Несколько человек неуверенно захлопали, а потом долину накрыла лавина самоотверженной овации. Ника и актёры слезли с куба и, в сопровождении толпы статистов, двинулись по направлению к северным холмам. Аплодисменты не стихали.
III: Армия муравьёв.Бодрячков сильно тормозили те, кто находился среди нас только фигурально. Эти существа уже перешли в некое иное пространство, а здесь от них осталось совсем ничего. В сущности, именно это и следовало бы называть останками. Из-за медленного, вялого передвижения самых разрядившихся биороботов совокупная скорость толпы была не такой высокой, как хотелось бы некоторым. Все гомонили, как когда-то, когда они ещё смахивали на живых людей, в самом начале дороги. Их измождённые лица были озарены светом, мало похожим на ангельский, но даже несмотря на его тусклый холод, явно указывающим на то, что их обладатели начали потихоньку оживать.
Мы шли весь день, особенно медленно – в гору, и на пик мы взошли, окутанные тьмой. Мы оказались на вершине холма, о котором я столько мечтал. Дальше был север. Всё тонуло во мраке, впереди нас была голодная чернота и ничего, через что мы могли бы определить пространство. Глубокая чёрная ночь казалась маленькой – наверное, из-за того, что мы находились где-то между землёй и тучами, а потому могли более объективно воспринять её размер. И сжавшаяся до нескольких кубических метров ночь вызвала мой первый за всю жизнь приступ клаустрофобии. Правда, я даже не начал испытывать страха – тошноту сразу же потушило возбуждение.
Я был совершенно уверен в том, что за северными холмами меня ожидают ответы на многие вопросы. Там внизу всё хоть немного, но прояснится. Может быть, увидев, что этот спектакль есть такое, я смогу больше понять в том, что такое здесь я и что такое это «здесь».
Первое, что я помнил о себе, это как я спал дома той ночью. Точнее, это ты спала рядом, а я не мог уснуть. Не мог, потому что знал, что утром мы уйдём. Навсегда. Все. А потом наступило утро, и мы вышли, и все в городе вышли, и все в мире вышли, и мы пошли вперёд по дороге.
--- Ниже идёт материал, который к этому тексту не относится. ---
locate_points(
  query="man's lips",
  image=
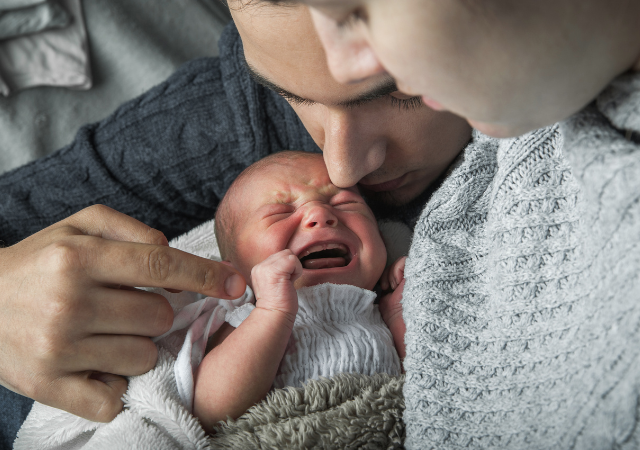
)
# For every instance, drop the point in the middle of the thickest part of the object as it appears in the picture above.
(386, 186)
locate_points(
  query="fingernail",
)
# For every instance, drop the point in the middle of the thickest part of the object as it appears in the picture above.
(234, 286)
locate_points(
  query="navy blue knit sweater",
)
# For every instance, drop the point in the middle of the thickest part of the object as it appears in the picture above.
(165, 158)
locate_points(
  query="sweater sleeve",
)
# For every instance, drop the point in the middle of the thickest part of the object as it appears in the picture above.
(165, 158)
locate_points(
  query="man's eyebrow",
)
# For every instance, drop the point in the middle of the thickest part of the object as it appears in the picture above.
(386, 88)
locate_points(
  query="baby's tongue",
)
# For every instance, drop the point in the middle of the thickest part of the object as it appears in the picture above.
(324, 263)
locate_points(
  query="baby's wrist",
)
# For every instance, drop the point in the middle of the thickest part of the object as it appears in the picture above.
(288, 317)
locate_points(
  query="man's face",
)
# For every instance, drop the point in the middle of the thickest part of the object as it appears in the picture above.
(293, 205)
(370, 134)
(507, 66)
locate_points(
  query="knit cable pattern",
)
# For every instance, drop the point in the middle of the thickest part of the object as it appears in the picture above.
(522, 299)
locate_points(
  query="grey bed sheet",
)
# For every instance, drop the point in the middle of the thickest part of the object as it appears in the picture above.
(133, 45)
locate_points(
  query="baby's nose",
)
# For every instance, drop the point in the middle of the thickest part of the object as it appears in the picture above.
(318, 217)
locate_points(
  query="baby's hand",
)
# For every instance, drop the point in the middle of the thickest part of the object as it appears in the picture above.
(393, 275)
(390, 304)
(273, 283)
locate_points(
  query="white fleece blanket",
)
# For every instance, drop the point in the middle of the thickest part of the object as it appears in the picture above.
(155, 415)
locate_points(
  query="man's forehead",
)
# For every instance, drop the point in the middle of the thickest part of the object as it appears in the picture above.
(283, 52)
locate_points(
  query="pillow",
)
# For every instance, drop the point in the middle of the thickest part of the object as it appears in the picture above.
(32, 19)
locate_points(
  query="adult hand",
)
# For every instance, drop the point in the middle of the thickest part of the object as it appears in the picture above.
(71, 325)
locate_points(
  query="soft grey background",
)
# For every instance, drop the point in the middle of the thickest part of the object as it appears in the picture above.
(134, 45)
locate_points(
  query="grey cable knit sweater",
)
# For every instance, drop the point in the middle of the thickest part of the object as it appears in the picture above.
(522, 281)
(522, 300)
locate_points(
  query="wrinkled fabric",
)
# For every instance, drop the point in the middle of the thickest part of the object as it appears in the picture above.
(40, 17)
(55, 57)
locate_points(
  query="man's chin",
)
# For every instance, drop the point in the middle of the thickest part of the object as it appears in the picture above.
(399, 204)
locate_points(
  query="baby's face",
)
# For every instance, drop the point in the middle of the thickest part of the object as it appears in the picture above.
(293, 205)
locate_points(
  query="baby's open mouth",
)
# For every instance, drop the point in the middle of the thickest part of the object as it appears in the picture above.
(325, 256)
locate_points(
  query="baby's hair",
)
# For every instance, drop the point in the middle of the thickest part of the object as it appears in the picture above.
(226, 222)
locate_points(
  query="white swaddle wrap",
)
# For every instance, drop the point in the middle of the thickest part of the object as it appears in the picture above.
(338, 328)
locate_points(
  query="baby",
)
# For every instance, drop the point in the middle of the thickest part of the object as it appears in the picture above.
(289, 230)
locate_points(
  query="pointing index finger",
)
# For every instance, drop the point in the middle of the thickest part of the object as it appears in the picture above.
(149, 265)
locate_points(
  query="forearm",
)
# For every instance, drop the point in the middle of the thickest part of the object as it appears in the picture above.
(240, 371)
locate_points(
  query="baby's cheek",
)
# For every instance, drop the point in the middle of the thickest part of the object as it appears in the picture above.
(291, 346)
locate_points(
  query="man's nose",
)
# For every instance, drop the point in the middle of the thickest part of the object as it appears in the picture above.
(319, 216)
(349, 56)
(353, 147)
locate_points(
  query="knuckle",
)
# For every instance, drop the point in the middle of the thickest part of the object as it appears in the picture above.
(210, 278)
(109, 406)
(62, 257)
(164, 317)
(156, 237)
(51, 349)
(159, 264)
(150, 355)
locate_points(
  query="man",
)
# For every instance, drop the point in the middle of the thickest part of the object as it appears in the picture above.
(70, 322)
(507, 69)
(522, 292)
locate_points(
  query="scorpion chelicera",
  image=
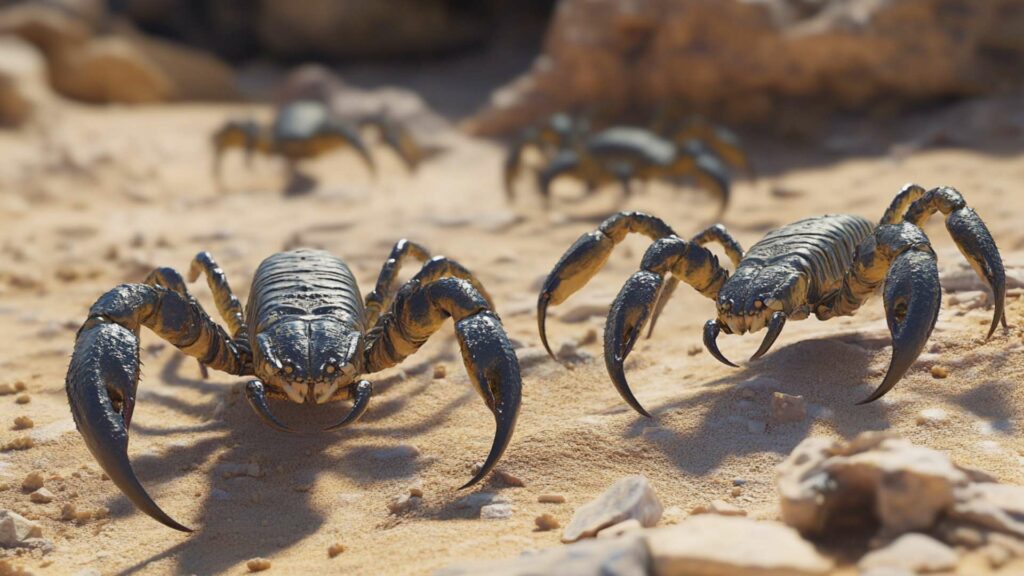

Теперь мы пришли и сделаем то, зачем мы здесь. Это будет логическим концом и единственным, что сможет привнести во всё это смысл.
Было холодно. Я видел, как резкий северный ветер гонит тучи, как стремительно перевоплощаются их тёмные узоры. Они летели прямо на меня и исчезали за моей спиной.
Мы не задержались наверху и сразу начали спускаться по ту сторону. К тому времени, как мы сошли вниз, я уже мог различить в темноте неясные очертания декораций. Большой деревянный дом. Никаких каменных предметов видно не было – только дом, ещё какие-то постройки типа сараев и грубой ограды из столбов с горизонтально набитыми длинными досками, которая окаймляла довольно большую территорию. Далеко впереди чернел лес.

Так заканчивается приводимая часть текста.